Every 30 days, give our take a few days that way or this way our kids get blood draws so we can check on their kidney function. We’ve done at least that (or a lot more if warranted) for the last 5 1/2 years for our son and the last 3 years this month for our daughter.
This monthly schedule is based on the idea that the tests would give the doctors an indication that the transplanted kidneys are starting to fail and they would, hopefully, be able to begin a steroid protocol to (again, hopefully) turn the rejection around which usually means a hospital stay for about a week.
In July we had a really bad scare – our first big one – when my son’s labs showed what the doctors were sure was rejection. They called and wanted to admit him immediately. We were 7 hours away by car and over an hour away from the nearest hospital, which we opted for to double check the labs from 2 days before. It took us a few days but the lab numbers came back to a safe number, then to my son’s baseline a week later. Scary.

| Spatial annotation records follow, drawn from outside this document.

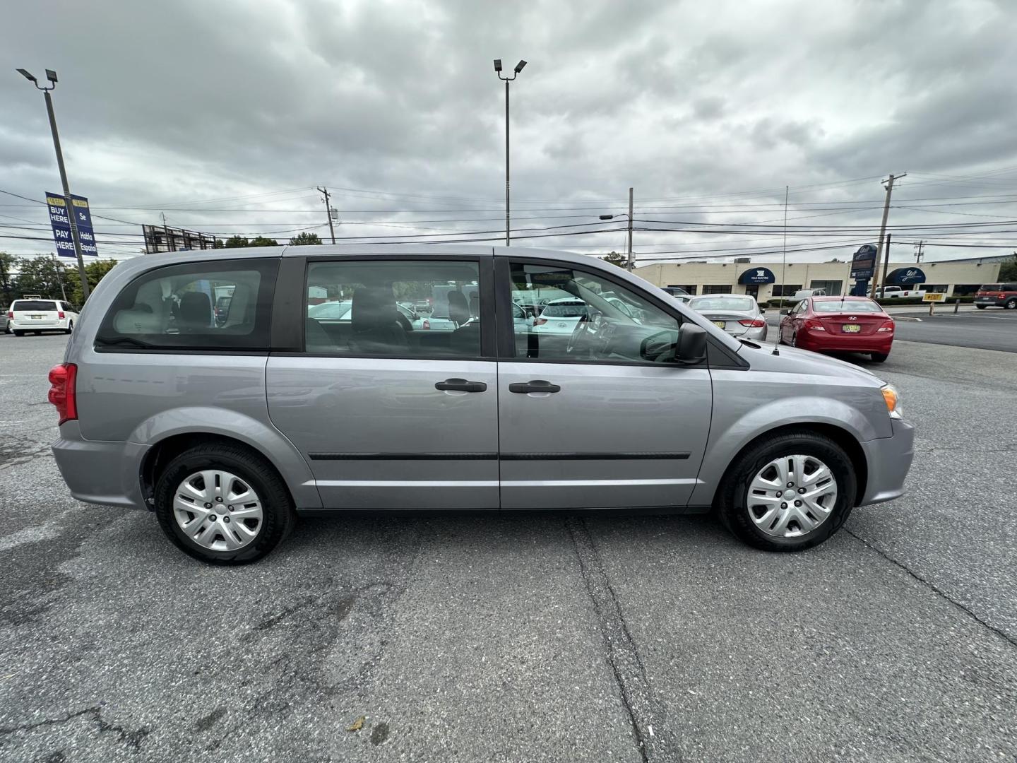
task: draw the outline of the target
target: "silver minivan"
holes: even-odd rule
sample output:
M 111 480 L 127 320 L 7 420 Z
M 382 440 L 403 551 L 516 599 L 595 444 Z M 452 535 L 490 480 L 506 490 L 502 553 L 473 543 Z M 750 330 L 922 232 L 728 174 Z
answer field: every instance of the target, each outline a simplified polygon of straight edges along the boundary
M 397 304 L 435 286 L 457 328 L 408 330 Z M 562 292 L 587 305 L 571 332 L 515 319 L 514 296 Z M 350 319 L 316 319 L 322 299 Z M 302 512 L 362 510 L 714 511 L 796 550 L 900 495 L 912 458 L 897 392 L 868 371 L 739 341 L 619 268 L 541 249 L 135 257 L 50 382 L 71 493 L 153 511 L 216 564 L 263 556 Z

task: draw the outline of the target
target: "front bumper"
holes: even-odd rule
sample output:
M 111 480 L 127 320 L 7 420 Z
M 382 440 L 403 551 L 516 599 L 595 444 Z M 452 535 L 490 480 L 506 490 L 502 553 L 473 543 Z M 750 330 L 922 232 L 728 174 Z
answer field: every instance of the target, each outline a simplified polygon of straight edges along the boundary
M 141 460 L 148 446 L 84 439 L 77 421 L 65 421 L 51 448 L 60 475 L 78 501 L 146 508 L 141 493 Z
M 904 479 L 914 460 L 914 426 L 893 419 L 893 436 L 861 444 L 869 465 L 865 492 L 858 506 L 893 501 L 904 492 Z

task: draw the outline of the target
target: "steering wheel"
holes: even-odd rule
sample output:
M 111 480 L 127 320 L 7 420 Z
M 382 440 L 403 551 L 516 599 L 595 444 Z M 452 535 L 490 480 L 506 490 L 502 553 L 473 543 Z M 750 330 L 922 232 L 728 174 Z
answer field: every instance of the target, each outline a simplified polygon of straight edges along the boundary
M 565 345 L 565 353 L 572 355 L 576 352 L 576 350 L 580 349 L 584 345 L 588 345 L 589 340 L 587 337 L 589 334 L 590 316 L 587 314 L 580 315 L 579 322 L 576 324 L 576 328 L 573 329 L 572 336 L 569 337 L 569 344 Z

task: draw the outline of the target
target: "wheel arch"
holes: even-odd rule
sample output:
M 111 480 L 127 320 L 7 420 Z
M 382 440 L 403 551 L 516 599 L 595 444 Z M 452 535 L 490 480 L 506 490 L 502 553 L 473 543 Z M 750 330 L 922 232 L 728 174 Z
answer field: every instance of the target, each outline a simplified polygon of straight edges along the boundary
M 844 427 L 837 426 L 836 424 L 820 421 L 782 424 L 781 426 L 775 426 L 772 429 L 759 432 L 756 436 L 745 443 L 738 450 L 738 452 L 731 457 L 730 461 L 728 461 L 727 466 L 724 468 L 723 476 L 720 480 L 718 480 L 717 484 L 714 485 L 713 498 L 711 500 L 710 505 L 716 505 L 717 497 L 720 495 L 721 489 L 727 482 L 731 468 L 738 462 L 744 453 L 755 447 L 762 439 L 787 434 L 792 431 L 807 431 L 823 434 L 843 449 L 844 453 L 846 453 L 847 457 L 851 459 L 851 463 L 854 466 L 854 506 L 859 506 L 865 494 L 865 487 L 869 484 L 869 460 L 865 458 L 865 452 L 861 448 L 861 444 L 850 431 Z

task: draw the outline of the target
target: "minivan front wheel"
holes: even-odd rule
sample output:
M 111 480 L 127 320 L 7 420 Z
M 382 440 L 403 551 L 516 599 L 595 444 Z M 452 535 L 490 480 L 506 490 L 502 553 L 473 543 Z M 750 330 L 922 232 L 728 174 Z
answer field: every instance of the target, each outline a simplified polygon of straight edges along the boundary
M 215 565 L 261 559 L 294 521 L 272 465 L 225 444 L 191 448 L 167 465 L 156 484 L 156 516 L 181 550 Z
M 819 545 L 854 506 L 854 466 L 833 439 L 812 431 L 765 437 L 728 469 L 718 511 L 739 539 L 769 551 Z

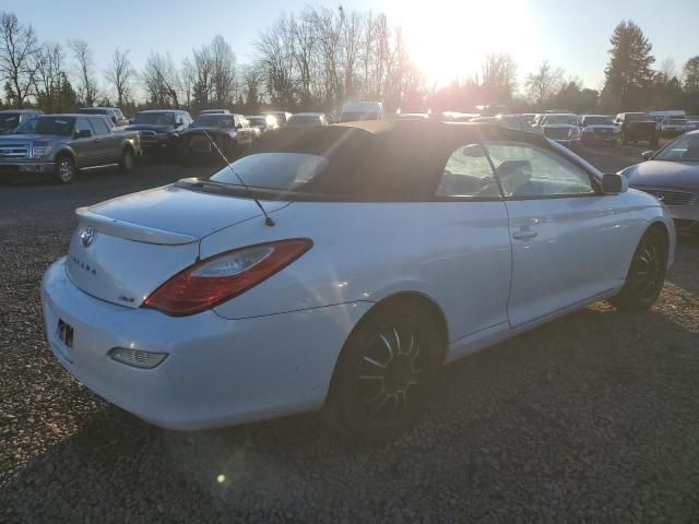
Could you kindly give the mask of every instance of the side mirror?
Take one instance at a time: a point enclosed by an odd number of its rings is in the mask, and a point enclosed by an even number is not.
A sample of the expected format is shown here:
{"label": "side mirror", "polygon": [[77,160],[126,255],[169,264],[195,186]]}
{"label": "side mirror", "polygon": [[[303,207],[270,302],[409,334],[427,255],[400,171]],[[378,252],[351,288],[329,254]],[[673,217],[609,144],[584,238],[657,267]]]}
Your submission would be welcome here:
{"label": "side mirror", "polygon": [[626,177],[616,172],[605,172],[602,176],[602,192],[604,194],[625,193],[629,189],[629,182]]}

Every month (hopefully together) I drive the kids to the hospital for labs. Then we wait. We hold our collective breaths and wait for the results to tell us yes or no. Yes, we have to figure out the next treatment plan or no, we’re good for another month.
The period during the lab draw and the wait is, well, part of life. It’s part of our normal. This is to say that it may be our normal, but there isn’t anything normal about very nearly constantly thinking about a failing kidney.
The normal-ness of it all makes me forget that I bury the stress it brings each month because it’s what we do, we just keep moving forward. Every once in a while I feel it though. I feel the heaviness of the potential results and what they could mean for my kids and our family if they are negative results.
Then I remember that for both of my kids this is monthly. Until. And I remember this is my normal and I bury the stress and worry again.